At that the eyes of the sleepy Gaul lit up. ‘We are making Capua,’ he said; and added, with simplicity. ‘So we were to strangle you, to prove ourselves freemen and worthy to kill.’

Kleon picked up his copy of The Republic. ‘I also was a slave. I am going to Capua. Come with me. We’ll be crucified near one another.’

They scowled at him and stood fast. The short man’s lips parted again, shewing decayed teeth.

‘You’re mad, a fool, or an ill augur. Pity you woke so soon. I was to open your chest and offer your heart to Kokolkh—though Brennus, being but a Gaul, was against that.’

‘A sacrifice?’ Kleon was coldly amused. ‘I hadn’t heard of your God. Tell me of him as we go. This is a poor place to hide, and we must make the hills.’ He added, as an afterthought, coldly, ‘I carry a charm that twists in agony the entrails of any who seek my life.’

High up on a hill-ridge they found a grassy dip and squatted there throughout the hours of the day. Below them the country lay blue in the Springtime warmth. To the north a ribbon of river glinted. Once a kid strayed near them and the short man leapt out upon it, strangled it with his hands, and brought it back to their hiding-place. They drank its blood, but their throats were too parched to swallow the raw flesh. The short man speared the kid’s heart on a flake of stone and held it towards the sun, ceremonially. Brennus grinned. Kleon squatted cross-wise and regarded the proceeding with passionless gaze.

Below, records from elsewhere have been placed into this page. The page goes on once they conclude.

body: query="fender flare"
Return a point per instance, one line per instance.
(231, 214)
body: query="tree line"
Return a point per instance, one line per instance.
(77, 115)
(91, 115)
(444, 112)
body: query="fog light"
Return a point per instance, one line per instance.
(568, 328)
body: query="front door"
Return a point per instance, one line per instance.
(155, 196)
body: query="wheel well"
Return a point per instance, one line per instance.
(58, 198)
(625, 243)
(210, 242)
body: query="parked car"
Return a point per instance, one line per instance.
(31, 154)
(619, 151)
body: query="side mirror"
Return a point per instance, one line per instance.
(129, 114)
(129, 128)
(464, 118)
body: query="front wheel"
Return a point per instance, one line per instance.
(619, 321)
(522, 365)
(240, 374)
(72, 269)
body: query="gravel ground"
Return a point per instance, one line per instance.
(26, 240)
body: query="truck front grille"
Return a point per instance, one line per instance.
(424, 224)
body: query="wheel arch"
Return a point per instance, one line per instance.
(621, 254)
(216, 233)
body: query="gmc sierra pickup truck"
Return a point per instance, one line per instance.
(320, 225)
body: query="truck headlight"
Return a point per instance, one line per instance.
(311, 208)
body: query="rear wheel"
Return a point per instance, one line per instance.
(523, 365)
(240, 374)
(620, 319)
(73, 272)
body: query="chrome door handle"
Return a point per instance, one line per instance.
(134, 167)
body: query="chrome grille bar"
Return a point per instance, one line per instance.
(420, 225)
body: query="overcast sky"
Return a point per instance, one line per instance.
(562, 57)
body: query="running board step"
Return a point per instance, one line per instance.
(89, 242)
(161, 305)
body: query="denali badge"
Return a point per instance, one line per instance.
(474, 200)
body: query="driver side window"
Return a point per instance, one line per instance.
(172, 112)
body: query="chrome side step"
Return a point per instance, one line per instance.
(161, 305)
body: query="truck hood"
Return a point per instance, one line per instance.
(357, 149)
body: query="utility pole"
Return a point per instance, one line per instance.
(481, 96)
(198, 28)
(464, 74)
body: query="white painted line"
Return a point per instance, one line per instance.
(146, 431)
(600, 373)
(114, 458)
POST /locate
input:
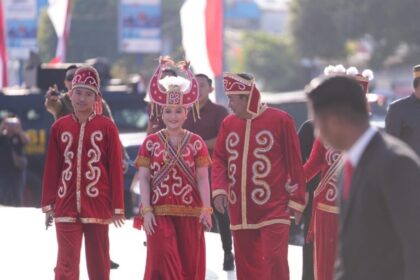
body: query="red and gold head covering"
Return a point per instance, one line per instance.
(174, 91)
(235, 84)
(87, 77)
(362, 78)
(416, 71)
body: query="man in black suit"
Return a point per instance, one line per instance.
(380, 192)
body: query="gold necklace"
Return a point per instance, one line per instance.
(178, 143)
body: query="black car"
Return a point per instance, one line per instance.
(129, 112)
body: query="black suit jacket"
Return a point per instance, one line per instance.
(380, 222)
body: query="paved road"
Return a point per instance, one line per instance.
(27, 251)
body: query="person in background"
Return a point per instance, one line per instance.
(13, 161)
(379, 190)
(175, 193)
(402, 119)
(82, 186)
(256, 152)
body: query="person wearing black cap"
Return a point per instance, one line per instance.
(402, 119)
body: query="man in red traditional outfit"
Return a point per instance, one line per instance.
(324, 159)
(256, 152)
(83, 182)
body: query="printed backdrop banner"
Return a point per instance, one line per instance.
(139, 26)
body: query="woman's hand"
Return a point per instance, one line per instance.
(118, 220)
(149, 223)
(205, 219)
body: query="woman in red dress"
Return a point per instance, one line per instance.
(175, 194)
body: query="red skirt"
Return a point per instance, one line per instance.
(176, 250)
(262, 253)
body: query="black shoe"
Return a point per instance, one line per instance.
(114, 265)
(229, 262)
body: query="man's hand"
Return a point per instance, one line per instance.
(220, 203)
(118, 220)
(49, 217)
(289, 187)
(296, 214)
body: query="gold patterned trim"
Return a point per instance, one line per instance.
(296, 206)
(244, 176)
(95, 221)
(177, 210)
(47, 208)
(245, 92)
(79, 167)
(218, 192)
(328, 208)
(260, 225)
(202, 161)
(142, 161)
(119, 211)
(65, 220)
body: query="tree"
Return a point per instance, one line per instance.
(272, 60)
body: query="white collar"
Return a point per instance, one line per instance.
(355, 152)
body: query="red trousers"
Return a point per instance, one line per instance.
(262, 253)
(69, 238)
(325, 244)
(176, 250)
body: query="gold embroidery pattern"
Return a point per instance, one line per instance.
(262, 167)
(328, 208)
(47, 208)
(232, 140)
(202, 161)
(142, 161)
(79, 167)
(119, 211)
(94, 172)
(177, 210)
(66, 137)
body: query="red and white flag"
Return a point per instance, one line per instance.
(202, 35)
(3, 52)
(60, 16)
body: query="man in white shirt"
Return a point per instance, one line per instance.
(380, 187)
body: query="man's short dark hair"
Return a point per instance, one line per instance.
(341, 96)
(209, 81)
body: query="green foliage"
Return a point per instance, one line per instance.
(272, 60)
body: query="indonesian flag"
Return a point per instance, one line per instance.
(3, 52)
(59, 13)
(202, 35)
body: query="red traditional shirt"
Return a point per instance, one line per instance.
(83, 178)
(173, 172)
(327, 161)
(252, 160)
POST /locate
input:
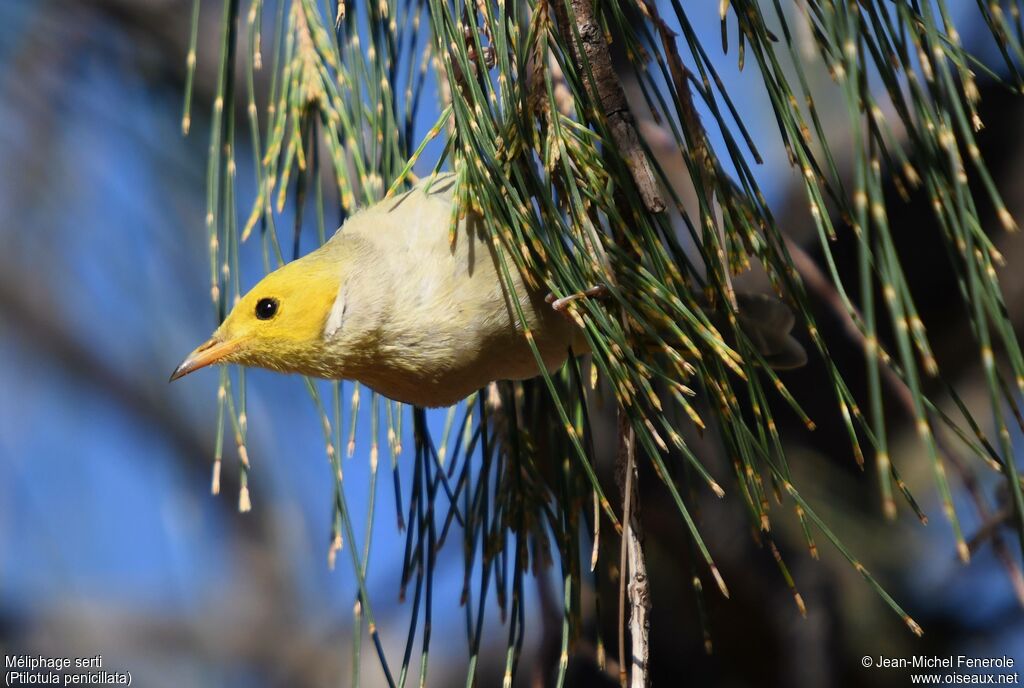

‘Who is Kokolkh?’ he asked.

‘I come from the northern seacoast of Iberia,’ the short man said, ‘but I am no Iberian. My name is Titul and my people are the last of a race that lived on the world’s edge, far in the Western Sea. This people was a great people: but they neglected to sacrifice to the God Kokolkh. So he whelmed their country in mud and sand; and the seas rose against it and devoured it.’ He paused ceremonially, being mad, and chanting an oft-told tale. ‘But my fathers fled in boats and them Kokolkh allowed to escape. They saw him, the God visible, in the lightning fires that smote the islands. He was bearded with serpents and on his head were the feather-plumes of the sun.’

Kleon nodded, as the slurred chant ended. ‘It was the island of Atlantis, for so Plato tells. Of him you’ve never heard. And why worship this ill God?’

‘He is Pain and Life,’ said Titul, and ate the heart ceremonially, watched by Brennus the agnostic and Kleon the atheist. The sun wheeled westward. Brennus clasped his hands round his knees, and sang a song in the broken Latin of the vulgares slaves:

‘These are the things I desire:

The city of stakes

And the darkened rooms

Of my home,

And the curling smoke,

And the moon;

Wild cattle low in the woods:

Shall I not return?’

‘He’s a poet,’ said Titul; and fell to his drone. ‘Mighty were the poets of old in the vanished Western Isle.’

Brennus yawned. ‘They were fools. For they were drowned. Let’s sleep.’ He yawned again, and shaded his eyes and looked south. ‘There’s a big farm across that stream.’

Kleon nodded. ‘We’ll try to get near at dusk, and free the slaves. If we form a large enough company, we can march openly to join the Games men.’

Titul licked his thick lips and also peered through the haze. ‘There may be women there—women of the Masters.’

Stretched full-length on the sun-warmed grass, Brennus purred drowsily. ‘No women are like the Gaul women. Oh, Gods, Gods, none at all! And I haven’t had one since they brought me south four years ago this Spring. Deep-breasted and with wide full hips; and we used to raid them. Gods! for a strong, warm woman to weep under your hands!’

‘In the Western Isle,’ said Titul, ‘there were mighty women.’